The Graduate School of Social Service’s (GSS) National Center for Social Work Trauma Education and Workforce Development has received a $2.4 million grant from the Substance Abuse and Mental Health Services Administration (SAMHSA).

Virginia Strand, D.S.W., is hopeful that a new grant will enable the GSS’s National Center for Social Work Trauma Education and Workforce Development to better educate social workers in trauma. Photo by Patrick Verel
Virginia Strand, D.S.W., is hopeful that a new grant will enable the GSS’s National Center for Social Work Trauma Education and Workforce Development to better educate social workers in trauma.
Photo by Patrick Verel

The four-year grant will enable to the center to pursue an ambitious multipronged education program that aims to change the way that social workers treat clients suffering from trauma.

Virginia Strand, D.S.W., co-director of the center and the principal investigator for the grant, said that it will allow the center to continue to disseminate a curriculum model that emphasizes both an understanding of trauma and of evidenced-based practices.

Since its founding in 2009, the center, which is in partnership with Hunter College, has been promoting a case-based approach to training students about trauma and its impact on children, adolescents, and their families. It’s a technique that has been used by the medical field for years, and Strand said it has proven effective in social work too, as it helps develop critical thinking and clinical reasoning.

“This whole approach parallels an evidence-based practice, where you’re constantly asking, what’s out there that you need to know to bring in, in order to do your job better as a social worker?” she said.
“That’s what they should be doing in their practice with clients.”

For example, if a client has come from the border of Mexico and Arizona, what might social workers need to know about the area’s drug wars?

“We know that most of the children in child welfare in New Mexico at this point are from families that have been affected by violence and the drug wars.”

Recognizing how trauma can be a factor in so many societal ailments is the first goal of the program; adopting evidence-based practices is the second, said Strand.

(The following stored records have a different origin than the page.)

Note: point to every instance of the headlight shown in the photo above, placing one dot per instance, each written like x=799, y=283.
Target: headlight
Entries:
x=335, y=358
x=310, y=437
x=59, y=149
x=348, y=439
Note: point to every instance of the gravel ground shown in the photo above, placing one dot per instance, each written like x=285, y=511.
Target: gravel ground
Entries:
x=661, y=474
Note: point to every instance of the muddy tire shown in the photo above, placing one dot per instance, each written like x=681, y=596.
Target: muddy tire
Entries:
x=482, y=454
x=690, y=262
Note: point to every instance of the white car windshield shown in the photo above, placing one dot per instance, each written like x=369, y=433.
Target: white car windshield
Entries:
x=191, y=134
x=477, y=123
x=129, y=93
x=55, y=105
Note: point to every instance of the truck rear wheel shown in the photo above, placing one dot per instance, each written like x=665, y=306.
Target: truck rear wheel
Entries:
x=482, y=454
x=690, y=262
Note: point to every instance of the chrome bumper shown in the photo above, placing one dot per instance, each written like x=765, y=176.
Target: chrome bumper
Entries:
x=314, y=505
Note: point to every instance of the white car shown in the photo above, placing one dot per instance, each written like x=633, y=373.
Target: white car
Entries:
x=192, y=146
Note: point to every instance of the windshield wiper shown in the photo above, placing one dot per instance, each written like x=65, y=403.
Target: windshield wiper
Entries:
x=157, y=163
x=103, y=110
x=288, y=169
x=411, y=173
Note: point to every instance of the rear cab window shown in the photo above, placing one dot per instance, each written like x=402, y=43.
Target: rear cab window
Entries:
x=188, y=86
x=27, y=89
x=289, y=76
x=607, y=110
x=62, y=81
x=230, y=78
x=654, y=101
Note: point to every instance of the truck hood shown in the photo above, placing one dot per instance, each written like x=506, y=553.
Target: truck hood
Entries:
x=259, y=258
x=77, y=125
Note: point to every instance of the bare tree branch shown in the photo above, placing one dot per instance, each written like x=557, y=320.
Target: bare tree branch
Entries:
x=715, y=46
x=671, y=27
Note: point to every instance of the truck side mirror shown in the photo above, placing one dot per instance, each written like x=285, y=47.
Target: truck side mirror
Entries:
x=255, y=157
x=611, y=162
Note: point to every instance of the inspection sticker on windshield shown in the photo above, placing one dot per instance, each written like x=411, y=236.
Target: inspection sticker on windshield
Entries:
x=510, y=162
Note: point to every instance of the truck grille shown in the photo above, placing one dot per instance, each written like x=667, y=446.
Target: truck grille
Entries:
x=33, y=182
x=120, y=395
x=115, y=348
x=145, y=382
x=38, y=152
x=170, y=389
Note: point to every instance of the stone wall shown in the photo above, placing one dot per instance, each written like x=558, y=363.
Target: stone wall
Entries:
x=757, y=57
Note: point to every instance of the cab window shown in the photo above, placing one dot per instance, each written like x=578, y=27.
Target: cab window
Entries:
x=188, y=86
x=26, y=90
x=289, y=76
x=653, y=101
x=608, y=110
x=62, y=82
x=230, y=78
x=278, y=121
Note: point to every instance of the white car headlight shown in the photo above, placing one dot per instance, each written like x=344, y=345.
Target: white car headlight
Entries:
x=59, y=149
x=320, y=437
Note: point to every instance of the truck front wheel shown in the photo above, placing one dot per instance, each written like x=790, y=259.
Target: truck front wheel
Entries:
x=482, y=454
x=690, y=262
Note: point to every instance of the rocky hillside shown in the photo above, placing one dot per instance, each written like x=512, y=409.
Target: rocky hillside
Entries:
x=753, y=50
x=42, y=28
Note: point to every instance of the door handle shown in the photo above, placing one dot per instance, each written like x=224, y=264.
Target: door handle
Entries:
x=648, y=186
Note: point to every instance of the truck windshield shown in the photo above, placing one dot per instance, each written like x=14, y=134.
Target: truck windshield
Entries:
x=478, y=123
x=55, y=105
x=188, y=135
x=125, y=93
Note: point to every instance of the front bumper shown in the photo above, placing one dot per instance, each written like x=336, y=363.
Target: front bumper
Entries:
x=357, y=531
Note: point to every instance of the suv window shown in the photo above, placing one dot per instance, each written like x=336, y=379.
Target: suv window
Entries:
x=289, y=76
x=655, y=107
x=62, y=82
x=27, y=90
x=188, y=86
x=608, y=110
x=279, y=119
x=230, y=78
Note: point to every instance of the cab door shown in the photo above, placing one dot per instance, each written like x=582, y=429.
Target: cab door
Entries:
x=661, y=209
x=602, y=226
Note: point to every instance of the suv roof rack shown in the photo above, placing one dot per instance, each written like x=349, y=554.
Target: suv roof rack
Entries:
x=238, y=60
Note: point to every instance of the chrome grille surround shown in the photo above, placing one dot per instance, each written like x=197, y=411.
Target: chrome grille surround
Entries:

“It’s not just practice as usual. You don’t just go in and do what your supervisor has been doing for 15 years. You really look at the empirical literature to see what practices have the most support for being effective with the client population that you’re working with,” Strand said.

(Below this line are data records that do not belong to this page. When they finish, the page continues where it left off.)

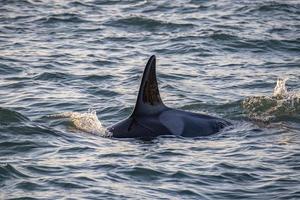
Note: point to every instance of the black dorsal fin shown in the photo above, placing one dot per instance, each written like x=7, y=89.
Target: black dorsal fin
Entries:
x=148, y=101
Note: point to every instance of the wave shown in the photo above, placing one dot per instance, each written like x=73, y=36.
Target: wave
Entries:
x=9, y=116
x=87, y=122
x=148, y=24
x=64, y=17
x=281, y=104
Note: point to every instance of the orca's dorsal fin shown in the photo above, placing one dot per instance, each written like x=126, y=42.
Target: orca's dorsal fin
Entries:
x=148, y=100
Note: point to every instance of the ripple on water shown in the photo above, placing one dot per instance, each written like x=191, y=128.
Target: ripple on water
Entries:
x=65, y=57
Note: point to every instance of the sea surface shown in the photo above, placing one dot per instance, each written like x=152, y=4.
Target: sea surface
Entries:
x=68, y=69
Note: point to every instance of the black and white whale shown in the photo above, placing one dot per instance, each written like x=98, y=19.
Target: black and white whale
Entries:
x=151, y=118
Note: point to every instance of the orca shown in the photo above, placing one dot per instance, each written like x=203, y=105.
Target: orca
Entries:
x=151, y=117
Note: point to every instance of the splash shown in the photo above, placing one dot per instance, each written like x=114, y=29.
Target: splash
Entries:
x=282, y=103
x=87, y=122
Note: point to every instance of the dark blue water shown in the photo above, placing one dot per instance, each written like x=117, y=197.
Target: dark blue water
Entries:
x=71, y=56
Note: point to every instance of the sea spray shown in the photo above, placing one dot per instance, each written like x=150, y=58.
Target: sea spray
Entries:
x=267, y=108
x=87, y=122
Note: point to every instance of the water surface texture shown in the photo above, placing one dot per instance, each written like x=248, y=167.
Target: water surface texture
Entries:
x=62, y=58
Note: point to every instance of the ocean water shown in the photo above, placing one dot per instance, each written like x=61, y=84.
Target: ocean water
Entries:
x=68, y=69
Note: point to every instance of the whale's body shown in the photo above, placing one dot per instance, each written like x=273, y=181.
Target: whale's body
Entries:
x=151, y=118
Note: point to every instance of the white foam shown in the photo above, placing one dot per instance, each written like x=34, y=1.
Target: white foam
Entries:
x=281, y=103
x=87, y=122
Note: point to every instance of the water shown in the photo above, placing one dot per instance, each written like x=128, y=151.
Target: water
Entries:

“It’s a way to bring the research literature and results and understanding into practice, and it’s been a major theme in social work education over the last decade or so.”

In the center’s first three years, it focused on training individual field instructors. With the new grant, it is shifting the focus from individuals to institutions, with the idea that a top-down approach will be more successful.

“We’re going to work with individual agencies to develop a network around our school of social work that is really strong in the ability to provide evidence-based trauma treatment,” she said.

Since changing an organization’s culture can be challenging, the center is partnering with the North Carolina-based National Implementation Research Network to help ensure the success of the agencies that are chosen. Nine other schools of social work will join Fordham in the endeavor, which will have 10 sites nationwide.

“It’s going to be a real laboratory for studying what works, what are the best ways to do this, who the client populations are that this really works best with, and in what organizational setting,” Strand said.

As part of a focus on the bigger picture, the center has also been making available to the 200 U.S. colleges that offer a master’s of social work degree a stand-alone course on treating children affected by trauma. Forty-five schools have already signed on.

“By the end of this four years, if we continue as we’ve been, we may have half the schools of social work offering this course,” she said.

“It’s a big project, and we’re thrilled to have the opportunity to do this.”